| Hi HN, we’re building AxonFlow for teams running LLMs or agents in real production systems. Once agent workflows move past demos, failures are rarely model issues. They tend to show up as execution problems during real runs. Short 2-minute technical demo showing execution control and auditability in practice:
https://youtu.be/FNgnESo9RtI AxonFlow is a self-hosted, source-available (BSL 1.1) control plane that sits inline in the execution path and governs LLM calls, tool calls, retries, approvals, and policy enforcement step by step. It does not replace your orchestrator and can run alongside LangChain, CrewAI, or custom systems. The problems we focus on are usually discovered only after going to production:
- retries that accidentally repeat side effects
- partial failures mid-workflow
- permissions that differ per step
- limited ability to inspect or intervene during execution This is not aimed at early demos or hobby projects. It’s for teams already operating under real production constraints. GitHub:
https://github.com/getaxonflow/axonflow Docs:
https://docs.getaxonflow.com I’d value feedback from folks running LLM or agent workflows in production. |
I especially liked the ability to start in observe-only mode and progressively enforce policies, and the focus on auditability and permissions per step. That’s the kind of thing teams usually end up building ad-hoc once compliance or reliability becomes non-optional.

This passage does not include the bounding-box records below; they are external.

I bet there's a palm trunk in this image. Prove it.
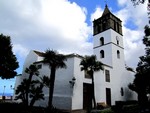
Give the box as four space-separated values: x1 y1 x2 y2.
91 71 96 109
26 74 33 106
48 67 56 108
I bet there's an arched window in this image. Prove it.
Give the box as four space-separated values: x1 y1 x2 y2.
117 50 120 58
117 40 119 45
116 36 119 45
120 87 124 96
100 50 104 58
100 37 104 45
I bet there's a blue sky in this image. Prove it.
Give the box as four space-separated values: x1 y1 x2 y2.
0 0 148 93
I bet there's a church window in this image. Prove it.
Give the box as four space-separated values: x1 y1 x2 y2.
37 64 42 69
100 50 104 58
117 50 120 58
102 21 106 31
84 70 91 79
116 36 119 45
117 23 120 33
114 20 116 31
105 70 110 82
100 37 104 45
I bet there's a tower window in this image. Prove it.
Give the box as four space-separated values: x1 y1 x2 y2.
84 71 91 79
120 87 124 96
37 64 42 69
105 70 110 82
100 37 104 45
117 40 119 45
100 50 104 58
117 50 120 58
114 20 116 31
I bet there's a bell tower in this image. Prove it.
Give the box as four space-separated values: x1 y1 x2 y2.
93 5 125 67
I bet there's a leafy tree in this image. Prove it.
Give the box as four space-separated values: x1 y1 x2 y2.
43 49 66 108
25 64 39 106
15 79 44 107
129 26 150 109
29 81 44 107
0 34 19 79
15 79 28 104
80 55 103 108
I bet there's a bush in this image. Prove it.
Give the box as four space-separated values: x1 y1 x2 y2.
100 108 115 113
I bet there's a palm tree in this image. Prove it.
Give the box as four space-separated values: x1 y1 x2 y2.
43 49 66 108
25 64 39 106
80 55 103 108
29 80 44 107
15 79 44 107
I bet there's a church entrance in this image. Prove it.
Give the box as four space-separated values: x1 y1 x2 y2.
83 83 92 110
106 88 111 106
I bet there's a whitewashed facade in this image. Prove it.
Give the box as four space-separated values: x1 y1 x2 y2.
15 6 137 110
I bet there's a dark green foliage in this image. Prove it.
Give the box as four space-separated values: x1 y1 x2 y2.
0 34 19 79
40 75 50 88
80 55 103 108
129 26 150 108
15 64 44 107
0 102 63 113
15 79 44 107
43 49 67 108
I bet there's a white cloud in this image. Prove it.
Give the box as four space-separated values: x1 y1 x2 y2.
0 0 92 59
118 0 128 6
91 7 104 21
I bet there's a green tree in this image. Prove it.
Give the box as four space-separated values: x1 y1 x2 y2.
15 79 44 107
80 55 103 108
43 49 66 108
0 34 19 79
129 26 150 110
25 64 39 106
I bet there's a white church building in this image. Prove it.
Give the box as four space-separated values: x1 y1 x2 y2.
15 5 137 110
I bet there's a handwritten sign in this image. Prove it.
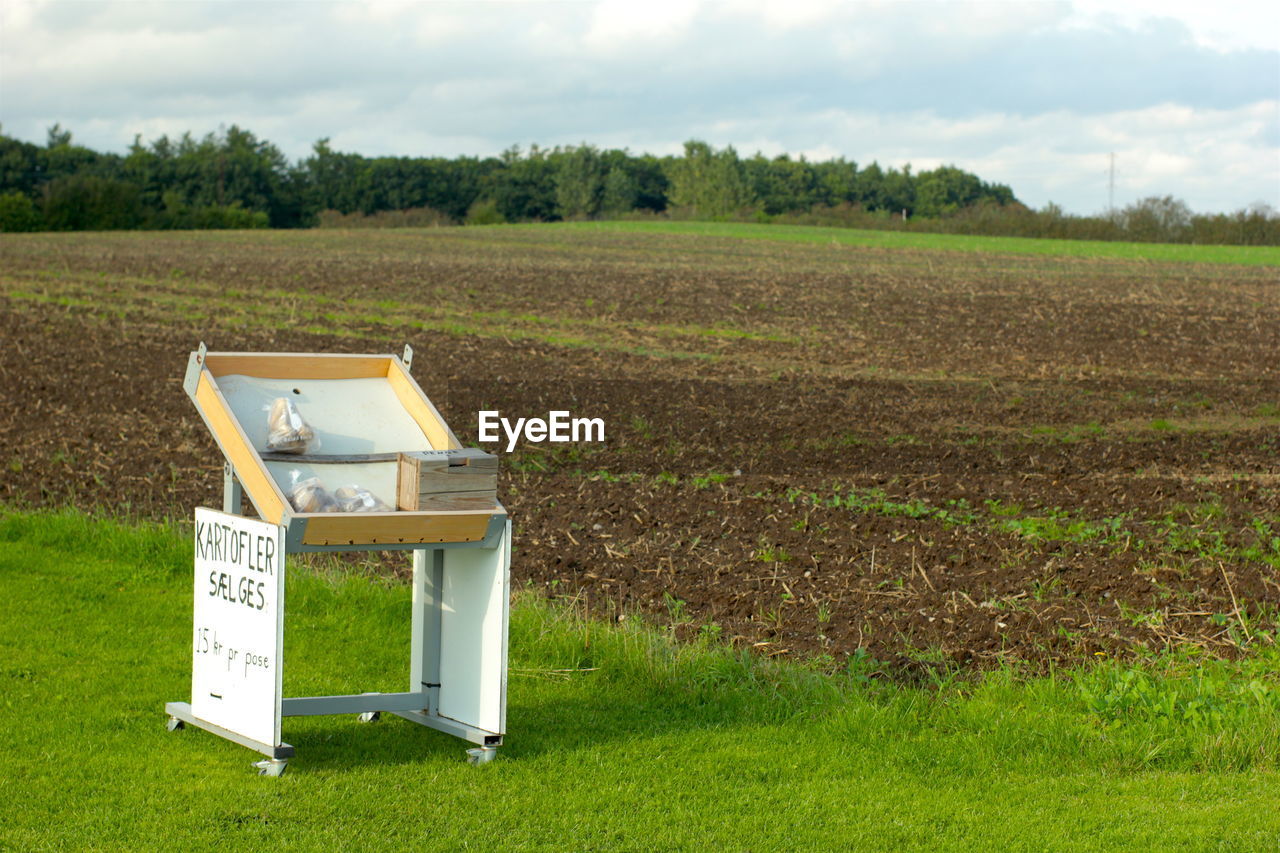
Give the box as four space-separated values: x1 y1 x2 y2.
191 508 284 745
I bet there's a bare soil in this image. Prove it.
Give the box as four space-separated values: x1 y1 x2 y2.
0 229 1280 666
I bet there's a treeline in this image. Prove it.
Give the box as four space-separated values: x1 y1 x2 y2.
0 126 1014 231
0 126 1280 245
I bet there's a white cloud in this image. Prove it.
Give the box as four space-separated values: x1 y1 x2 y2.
0 0 1280 211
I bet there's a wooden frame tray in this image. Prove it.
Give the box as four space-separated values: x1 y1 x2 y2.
183 346 506 549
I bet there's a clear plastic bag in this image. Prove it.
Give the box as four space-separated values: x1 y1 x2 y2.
266 397 320 453
333 484 392 512
289 471 340 512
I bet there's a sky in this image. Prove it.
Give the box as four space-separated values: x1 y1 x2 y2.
0 0 1280 214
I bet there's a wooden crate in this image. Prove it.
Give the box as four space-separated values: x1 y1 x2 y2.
396 448 498 512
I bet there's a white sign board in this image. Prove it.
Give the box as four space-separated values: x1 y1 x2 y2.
191 507 284 745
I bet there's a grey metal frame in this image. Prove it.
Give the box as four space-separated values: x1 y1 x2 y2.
164 702 293 761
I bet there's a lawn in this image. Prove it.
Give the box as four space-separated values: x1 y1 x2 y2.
0 512 1280 850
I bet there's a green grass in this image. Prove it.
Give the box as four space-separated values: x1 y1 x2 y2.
0 514 1280 850
547 220 1280 266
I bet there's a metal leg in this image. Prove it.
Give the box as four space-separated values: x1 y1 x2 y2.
410 548 444 715
223 462 243 515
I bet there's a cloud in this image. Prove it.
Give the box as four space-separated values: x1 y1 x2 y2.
0 0 1280 211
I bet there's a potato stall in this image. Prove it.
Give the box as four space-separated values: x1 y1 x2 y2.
165 345 511 775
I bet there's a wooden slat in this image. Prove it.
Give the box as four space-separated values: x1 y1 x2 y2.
259 451 399 465
196 370 284 524
417 465 498 494
387 359 462 450
417 491 498 512
205 352 396 379
294 507 500 544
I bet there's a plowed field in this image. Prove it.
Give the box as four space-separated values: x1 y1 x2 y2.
0 227 1280 665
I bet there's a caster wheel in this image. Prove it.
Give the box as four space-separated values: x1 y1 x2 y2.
253 758 289 776
467 747 498 767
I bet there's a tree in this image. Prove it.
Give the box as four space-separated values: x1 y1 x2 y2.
668 140 755 218
0 190 44 232
44 174 142 231
556 142 604 219
1119 196 1192 242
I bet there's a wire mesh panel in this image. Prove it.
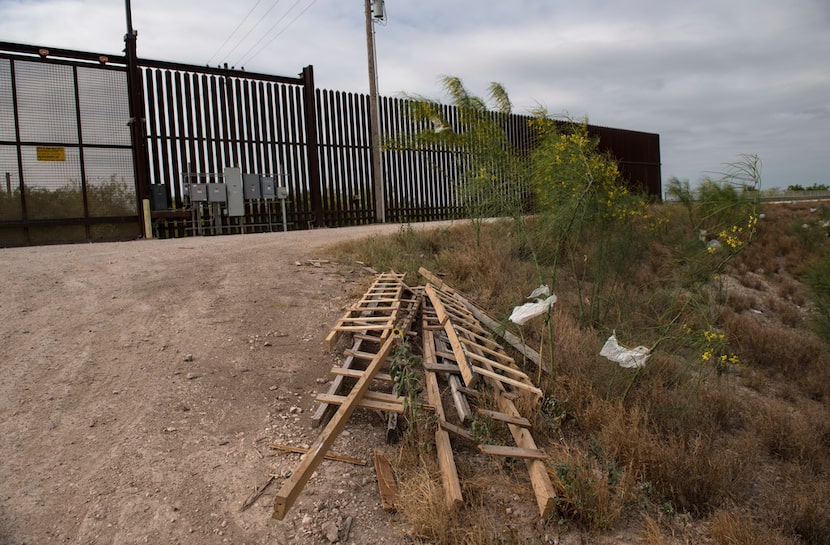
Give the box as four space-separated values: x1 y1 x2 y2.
14 61 78 144
0 59 15 141
0 48 138 246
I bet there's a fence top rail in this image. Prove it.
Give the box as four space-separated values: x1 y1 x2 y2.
0 42 127 65
138 59 303 85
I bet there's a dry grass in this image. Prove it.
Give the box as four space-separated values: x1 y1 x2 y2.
330 205 830 545
710 506 798 545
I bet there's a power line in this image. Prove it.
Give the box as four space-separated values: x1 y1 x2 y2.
207 0 266 64
227 0 293 61
239 0 317 65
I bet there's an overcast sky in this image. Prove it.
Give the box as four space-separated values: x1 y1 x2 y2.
0 0 830 188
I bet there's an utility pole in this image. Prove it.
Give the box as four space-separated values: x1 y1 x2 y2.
364 0 386 223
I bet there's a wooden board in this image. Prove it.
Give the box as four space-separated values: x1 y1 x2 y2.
375 449 400 512
273 337 397 520
478 445 548 460
449 375 471 424
423 330 464 510
476 409 530 428
317 392 403 414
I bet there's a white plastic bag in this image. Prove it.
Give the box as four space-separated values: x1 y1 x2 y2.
599 331 651 369
509 285 556 325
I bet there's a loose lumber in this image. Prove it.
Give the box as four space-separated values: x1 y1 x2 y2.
418 267 548 373
423 362 461 373
317 394 403 414
311 337 370 428
268 443 368 466
331 367 392 382
438 420 476 443
426 285 478 388
324 273 405 352
423 328 464 511
239 475 276 512
476 409 530 428
375 449 401 512
448 375 471 424
419 268 556 517
478 445 548 460
273 336 398 520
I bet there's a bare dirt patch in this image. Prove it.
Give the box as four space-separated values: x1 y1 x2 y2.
0 224 452 544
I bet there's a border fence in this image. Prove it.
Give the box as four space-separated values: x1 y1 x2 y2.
0 42 661 246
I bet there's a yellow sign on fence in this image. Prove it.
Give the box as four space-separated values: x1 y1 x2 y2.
37 146 66 161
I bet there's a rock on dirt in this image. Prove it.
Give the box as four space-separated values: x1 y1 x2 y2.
0 224 452 544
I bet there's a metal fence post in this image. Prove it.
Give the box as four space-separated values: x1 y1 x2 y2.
124 0 151 238
302 65 326 227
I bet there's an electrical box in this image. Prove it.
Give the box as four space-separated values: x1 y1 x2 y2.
190 184 208 202
150 184 170 210
224 167 245 216
260 176 277 199
207 184 228 202
242 174 262 201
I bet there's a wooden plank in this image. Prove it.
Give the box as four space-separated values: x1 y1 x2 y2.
468 367 543 397
329 367 392 382
467 346 530 376
476 409 531 428
273 337 397 520
311 339 364 428
494 396 556 518
458 296 549 373
478 445 549 460
448 375 471 424
317 394 403 414
268 443 367 466
422 362 461 373
343 348 382 361
427 298 478 388
386 383 398 445
423 330 464 510
375 449 400 512
462 339 516 365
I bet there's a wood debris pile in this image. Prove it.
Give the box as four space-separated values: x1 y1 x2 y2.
273 269 555 520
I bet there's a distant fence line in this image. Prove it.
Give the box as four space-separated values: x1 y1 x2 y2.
0 42 661 245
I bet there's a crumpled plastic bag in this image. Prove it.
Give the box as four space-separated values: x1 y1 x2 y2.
599 331 651 369
509 284 556 325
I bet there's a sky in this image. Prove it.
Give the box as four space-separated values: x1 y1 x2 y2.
0 0 830 189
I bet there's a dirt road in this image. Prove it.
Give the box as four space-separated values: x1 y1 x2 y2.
0 221 456 544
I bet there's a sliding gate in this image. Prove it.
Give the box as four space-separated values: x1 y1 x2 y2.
0 43 139 246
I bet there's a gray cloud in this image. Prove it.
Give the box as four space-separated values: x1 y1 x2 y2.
0 0 830 186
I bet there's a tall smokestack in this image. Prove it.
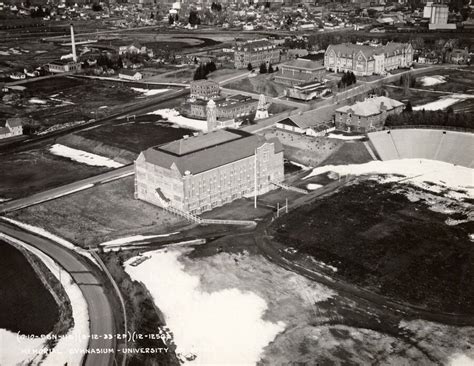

A couple of things I’m curious about (and would love your thoughts on): 1. How you think about debugging or replay for long-running/stateful workflows when enforcement decisions affect downstream steps
2. What you’re seeing in practice around latency overhead at scale when AxonFlow is fully in the hot path
Overall, this feels like it’s aimed at the right stage of maturity — not early demos, but teams already feeling production constraints.